The AIDS pandemic has orphaned nearly 20 million children in Africa. Youngsters left to fend for themselves face starvation. But 18-year-old Purity Muthoni supports herself and her three siblings through vocational training received from a project called Giving Hope. The program is run by North Carolina based ZOE Ministry, founded by the Rev. Greg Jenks. With proceeds from this year’s crops and business ventures, Muthoni is holding a Christmas party to share the fruits of her success with other orphans. UMTV’s “Christmas for AIDS Orphans” is available to view at http://www.umtv.org/archives/christmas_for_aids_orphans.htm.

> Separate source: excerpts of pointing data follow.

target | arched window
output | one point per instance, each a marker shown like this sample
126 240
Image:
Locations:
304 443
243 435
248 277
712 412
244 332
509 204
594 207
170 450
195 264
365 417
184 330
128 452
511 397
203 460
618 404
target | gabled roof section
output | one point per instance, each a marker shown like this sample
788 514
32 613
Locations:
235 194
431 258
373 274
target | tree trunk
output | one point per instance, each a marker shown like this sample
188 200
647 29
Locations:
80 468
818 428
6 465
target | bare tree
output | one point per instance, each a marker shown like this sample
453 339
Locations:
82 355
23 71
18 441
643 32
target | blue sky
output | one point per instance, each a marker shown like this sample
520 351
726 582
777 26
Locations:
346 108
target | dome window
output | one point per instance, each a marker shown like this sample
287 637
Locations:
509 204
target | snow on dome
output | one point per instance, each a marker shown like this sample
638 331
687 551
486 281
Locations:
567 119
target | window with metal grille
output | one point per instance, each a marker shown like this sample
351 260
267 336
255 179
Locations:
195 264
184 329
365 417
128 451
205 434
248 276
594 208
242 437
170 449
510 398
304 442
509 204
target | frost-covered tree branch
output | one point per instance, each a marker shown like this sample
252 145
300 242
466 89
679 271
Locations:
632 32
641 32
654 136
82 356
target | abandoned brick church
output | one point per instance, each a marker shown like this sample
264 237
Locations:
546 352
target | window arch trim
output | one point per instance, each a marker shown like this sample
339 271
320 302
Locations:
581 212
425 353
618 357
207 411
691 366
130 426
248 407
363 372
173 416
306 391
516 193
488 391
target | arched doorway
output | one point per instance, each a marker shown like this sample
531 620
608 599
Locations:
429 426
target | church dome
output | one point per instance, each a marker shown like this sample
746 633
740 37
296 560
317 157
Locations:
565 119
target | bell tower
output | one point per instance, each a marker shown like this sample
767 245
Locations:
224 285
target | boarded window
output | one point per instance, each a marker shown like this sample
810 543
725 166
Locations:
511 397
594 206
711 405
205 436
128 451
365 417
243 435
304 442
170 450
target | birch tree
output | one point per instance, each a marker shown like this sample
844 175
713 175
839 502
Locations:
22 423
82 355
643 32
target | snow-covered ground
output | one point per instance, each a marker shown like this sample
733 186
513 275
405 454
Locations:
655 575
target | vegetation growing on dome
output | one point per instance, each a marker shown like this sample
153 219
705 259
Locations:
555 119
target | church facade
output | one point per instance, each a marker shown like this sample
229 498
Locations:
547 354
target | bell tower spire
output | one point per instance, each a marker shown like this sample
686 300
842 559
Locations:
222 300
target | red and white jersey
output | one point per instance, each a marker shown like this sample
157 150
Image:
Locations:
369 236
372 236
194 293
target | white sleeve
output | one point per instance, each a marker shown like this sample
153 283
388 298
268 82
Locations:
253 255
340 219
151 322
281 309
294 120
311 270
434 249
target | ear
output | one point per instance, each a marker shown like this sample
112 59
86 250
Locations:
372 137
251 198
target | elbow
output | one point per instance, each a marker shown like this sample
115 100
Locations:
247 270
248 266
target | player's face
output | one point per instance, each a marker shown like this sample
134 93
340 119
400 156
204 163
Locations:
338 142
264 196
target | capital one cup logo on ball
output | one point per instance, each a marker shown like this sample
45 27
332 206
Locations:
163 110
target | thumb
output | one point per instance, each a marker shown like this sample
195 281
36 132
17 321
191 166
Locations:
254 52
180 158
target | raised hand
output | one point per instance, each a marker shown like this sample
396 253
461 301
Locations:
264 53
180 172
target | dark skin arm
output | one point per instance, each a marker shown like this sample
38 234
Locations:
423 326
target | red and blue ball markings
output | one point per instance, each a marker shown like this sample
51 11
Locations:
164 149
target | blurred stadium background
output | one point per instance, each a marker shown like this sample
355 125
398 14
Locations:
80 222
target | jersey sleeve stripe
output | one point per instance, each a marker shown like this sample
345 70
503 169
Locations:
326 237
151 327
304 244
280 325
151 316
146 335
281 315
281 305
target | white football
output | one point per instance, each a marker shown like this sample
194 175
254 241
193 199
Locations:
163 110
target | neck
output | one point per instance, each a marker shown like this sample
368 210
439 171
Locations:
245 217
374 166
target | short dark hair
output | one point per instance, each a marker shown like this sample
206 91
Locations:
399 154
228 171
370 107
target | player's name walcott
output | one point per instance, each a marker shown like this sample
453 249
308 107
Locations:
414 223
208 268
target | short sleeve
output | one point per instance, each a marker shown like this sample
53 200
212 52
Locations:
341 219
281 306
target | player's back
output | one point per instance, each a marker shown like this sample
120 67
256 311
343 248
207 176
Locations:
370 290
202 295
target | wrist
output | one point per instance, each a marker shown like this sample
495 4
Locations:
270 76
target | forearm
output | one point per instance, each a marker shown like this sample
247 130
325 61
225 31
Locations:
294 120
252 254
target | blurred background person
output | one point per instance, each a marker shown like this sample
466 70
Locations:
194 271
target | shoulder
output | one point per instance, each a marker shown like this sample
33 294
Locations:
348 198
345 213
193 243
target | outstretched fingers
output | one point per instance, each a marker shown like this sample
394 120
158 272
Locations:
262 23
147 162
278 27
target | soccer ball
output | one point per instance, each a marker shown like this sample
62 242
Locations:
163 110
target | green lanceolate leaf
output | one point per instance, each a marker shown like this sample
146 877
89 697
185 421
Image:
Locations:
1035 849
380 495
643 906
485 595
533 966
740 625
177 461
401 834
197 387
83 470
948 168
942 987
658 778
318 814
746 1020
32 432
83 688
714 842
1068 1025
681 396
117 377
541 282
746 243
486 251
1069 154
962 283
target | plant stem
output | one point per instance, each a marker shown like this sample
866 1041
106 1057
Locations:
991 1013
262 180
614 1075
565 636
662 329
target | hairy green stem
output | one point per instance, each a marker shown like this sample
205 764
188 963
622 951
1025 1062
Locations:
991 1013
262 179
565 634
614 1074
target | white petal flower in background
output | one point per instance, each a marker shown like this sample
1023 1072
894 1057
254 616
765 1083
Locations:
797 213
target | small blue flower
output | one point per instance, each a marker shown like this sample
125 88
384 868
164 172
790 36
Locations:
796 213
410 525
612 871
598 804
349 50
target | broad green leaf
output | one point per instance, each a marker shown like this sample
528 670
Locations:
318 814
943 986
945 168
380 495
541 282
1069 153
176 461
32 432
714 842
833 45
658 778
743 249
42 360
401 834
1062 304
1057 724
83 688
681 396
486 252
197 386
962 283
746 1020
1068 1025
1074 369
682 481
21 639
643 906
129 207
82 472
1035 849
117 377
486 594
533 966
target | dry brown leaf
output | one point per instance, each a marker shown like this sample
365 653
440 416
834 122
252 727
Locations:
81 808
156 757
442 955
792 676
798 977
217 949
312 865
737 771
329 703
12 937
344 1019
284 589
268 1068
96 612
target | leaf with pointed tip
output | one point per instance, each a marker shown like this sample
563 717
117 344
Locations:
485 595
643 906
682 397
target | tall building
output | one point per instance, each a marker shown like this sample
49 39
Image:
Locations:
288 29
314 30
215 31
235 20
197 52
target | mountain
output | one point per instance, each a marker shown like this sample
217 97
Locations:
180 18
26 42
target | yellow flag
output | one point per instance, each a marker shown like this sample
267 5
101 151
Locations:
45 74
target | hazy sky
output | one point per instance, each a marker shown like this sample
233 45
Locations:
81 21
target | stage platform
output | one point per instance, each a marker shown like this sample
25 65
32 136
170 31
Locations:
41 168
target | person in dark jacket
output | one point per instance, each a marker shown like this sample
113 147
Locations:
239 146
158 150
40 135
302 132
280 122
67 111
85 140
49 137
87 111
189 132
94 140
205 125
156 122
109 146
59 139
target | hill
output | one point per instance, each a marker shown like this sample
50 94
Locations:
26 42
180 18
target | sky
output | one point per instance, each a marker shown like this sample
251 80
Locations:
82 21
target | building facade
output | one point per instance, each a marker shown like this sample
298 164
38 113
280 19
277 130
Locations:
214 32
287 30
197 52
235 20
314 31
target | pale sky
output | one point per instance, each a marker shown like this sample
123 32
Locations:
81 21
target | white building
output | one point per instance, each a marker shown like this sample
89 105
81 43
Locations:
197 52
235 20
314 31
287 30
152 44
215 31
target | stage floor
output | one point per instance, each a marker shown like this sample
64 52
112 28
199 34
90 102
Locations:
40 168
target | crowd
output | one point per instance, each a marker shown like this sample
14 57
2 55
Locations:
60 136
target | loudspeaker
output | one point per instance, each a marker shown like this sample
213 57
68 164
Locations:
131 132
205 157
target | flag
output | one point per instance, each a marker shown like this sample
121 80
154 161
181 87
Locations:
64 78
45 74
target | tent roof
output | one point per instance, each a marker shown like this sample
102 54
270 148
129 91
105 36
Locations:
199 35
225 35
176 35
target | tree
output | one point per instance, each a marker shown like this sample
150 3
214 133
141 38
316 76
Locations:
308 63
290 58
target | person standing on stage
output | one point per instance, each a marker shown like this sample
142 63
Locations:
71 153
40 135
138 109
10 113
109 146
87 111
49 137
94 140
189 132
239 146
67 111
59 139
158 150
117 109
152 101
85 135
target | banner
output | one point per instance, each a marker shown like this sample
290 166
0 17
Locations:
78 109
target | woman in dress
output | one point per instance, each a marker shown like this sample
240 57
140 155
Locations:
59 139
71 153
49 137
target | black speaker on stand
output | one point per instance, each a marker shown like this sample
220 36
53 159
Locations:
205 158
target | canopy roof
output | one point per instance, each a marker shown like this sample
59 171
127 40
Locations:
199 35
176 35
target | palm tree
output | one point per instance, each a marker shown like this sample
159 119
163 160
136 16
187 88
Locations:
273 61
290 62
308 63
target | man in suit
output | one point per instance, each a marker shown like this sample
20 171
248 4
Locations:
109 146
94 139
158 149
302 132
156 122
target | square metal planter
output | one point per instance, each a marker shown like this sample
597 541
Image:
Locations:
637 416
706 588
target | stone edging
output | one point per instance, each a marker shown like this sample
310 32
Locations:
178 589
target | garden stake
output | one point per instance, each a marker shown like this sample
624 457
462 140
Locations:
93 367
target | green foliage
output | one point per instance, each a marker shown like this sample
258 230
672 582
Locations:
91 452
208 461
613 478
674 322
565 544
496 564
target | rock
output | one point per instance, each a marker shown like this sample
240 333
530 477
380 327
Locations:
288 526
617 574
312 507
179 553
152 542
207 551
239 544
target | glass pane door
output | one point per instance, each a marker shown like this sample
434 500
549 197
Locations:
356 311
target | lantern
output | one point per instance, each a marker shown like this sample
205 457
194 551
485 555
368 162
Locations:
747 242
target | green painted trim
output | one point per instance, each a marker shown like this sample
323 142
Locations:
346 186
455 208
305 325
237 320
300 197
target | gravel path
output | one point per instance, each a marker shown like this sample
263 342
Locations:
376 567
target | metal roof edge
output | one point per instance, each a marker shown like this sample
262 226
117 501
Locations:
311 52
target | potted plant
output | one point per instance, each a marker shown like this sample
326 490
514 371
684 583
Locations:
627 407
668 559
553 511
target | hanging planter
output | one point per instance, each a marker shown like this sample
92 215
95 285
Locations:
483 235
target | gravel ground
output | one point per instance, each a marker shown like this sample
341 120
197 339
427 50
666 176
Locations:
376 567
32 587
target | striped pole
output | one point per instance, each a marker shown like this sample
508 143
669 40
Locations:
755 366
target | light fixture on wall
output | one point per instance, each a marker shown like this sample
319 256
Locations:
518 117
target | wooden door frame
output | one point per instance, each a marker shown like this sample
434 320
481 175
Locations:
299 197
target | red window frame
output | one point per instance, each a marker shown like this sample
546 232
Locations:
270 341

Someday soon, Tupou Kelemeni fears, her ancestral home could be washed away. Pacific island nations are among the countries under immediate threat from global warming and Kelemeni, a United Methodist from Hawaii and native of Tonga, is concerned about all of them. As a member of the United Methodist Women’s delegation to the U.N. Climate Change Conference in Copenhagen, she had a chance to interview young people from the Solomon Islands and the Maldives Islands, in the Indian Ocean, about the situation. By the summit’s final day on Dec. 18, it seemed unlikely that such threats would be addressed in the near future.
A Danish United Methodist pastor helped ensure that religious representatives from around the world had a significant presence at the Copenhagen summit. The Rev. Ole Birch, a United Methodist district superintendent and pastor of Jerusalem Church there, is coordinator of a working group on climate issues for the National Council of Churches in Denmark. Their organizing efforts around the summit were part of a larger strategy to promote “gronkirke” – a green church movement.